The MCC program is designed to help first-time homebuyers offset a portion of their mortgage interest on a new mortgage as a way to help homebuyers qualify for a loan. Because it is a tax credit and not a tax deduction, mortgage lenders will often use the estimated amount of the credit on a monthly basis as additional income to help the potential borrower qualify for the loan.

Qualifications & example[edit]

Generally speaking, homebuyers who wish to obtain an MCC must meet certain minimum guidelines:

  1. Buyers must not have lived in a home that they owned in the previous three years.
  2. Buyers must meet income and purchase price restrictions.
  3. Buyers must intend to use the new home as a primary residence.

Some of these restrictions may be waived for certain circumstances. For example, following a natural disaster, state or local governments may raise or remove the income limits for affected municipalities temporarily to help spur redevelopment.

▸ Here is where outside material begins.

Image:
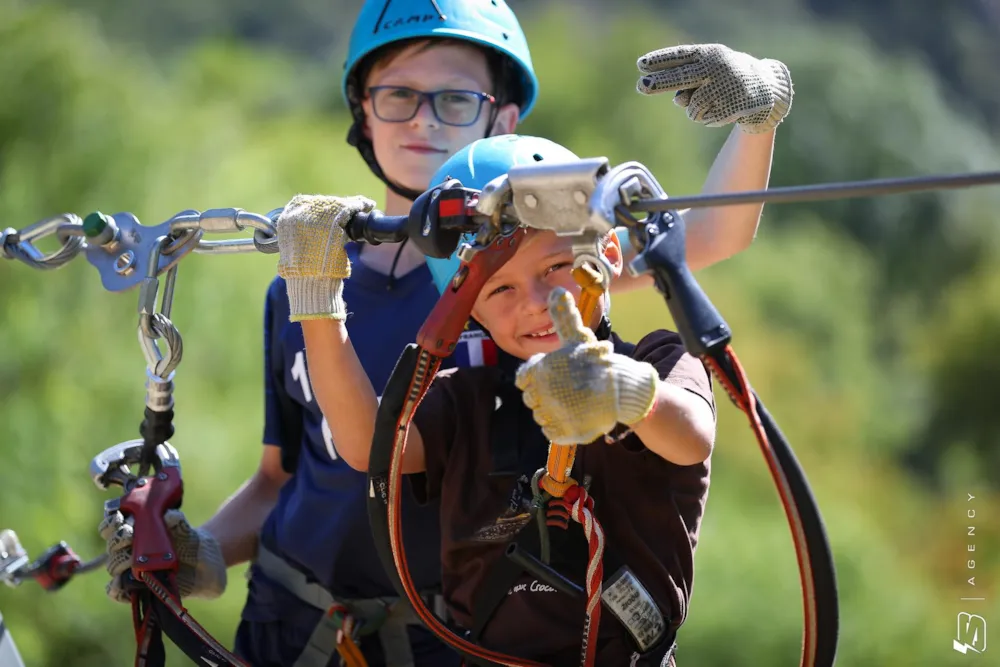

The MCC Credit can be used with Conventional/Conforming, FHA, USDA and VA home loans. These credits can help a homebuyer qualify for a little "bigger" (more expensive)home. While all homeowners can claim an itemized tax deduction for mortgage interest, you can go a step further with an MCC. An MCC reduces your tax liability, dollar-for-dollar, by a percentage of the mortgage interest you pay.

The amount of mortgage credit allowed varies depending on the state or local government that issues the certificates, but is capped at a maximum of $2000 per year if your State's rate is over 20%,by the IRS. As an example, if a homebuyer were to receive an MCC that offers a 30% credit on a $200,000 loan for 30 years with a rate of 6%, the allowable tax credit would be figured as follows (all numbers rounded):

  • Mortgage Interest Paid (1st Year): $11,933
  • x MCC Credit: 30%
  • = Total Credit: $3579

Because the total credit in this example exceeds the IRS limit of $2000, the homebuyer would report a $2000 credit on their tax return. The buyer may continue to receive a tax credit for as long as they live in the home and retain the mortgage.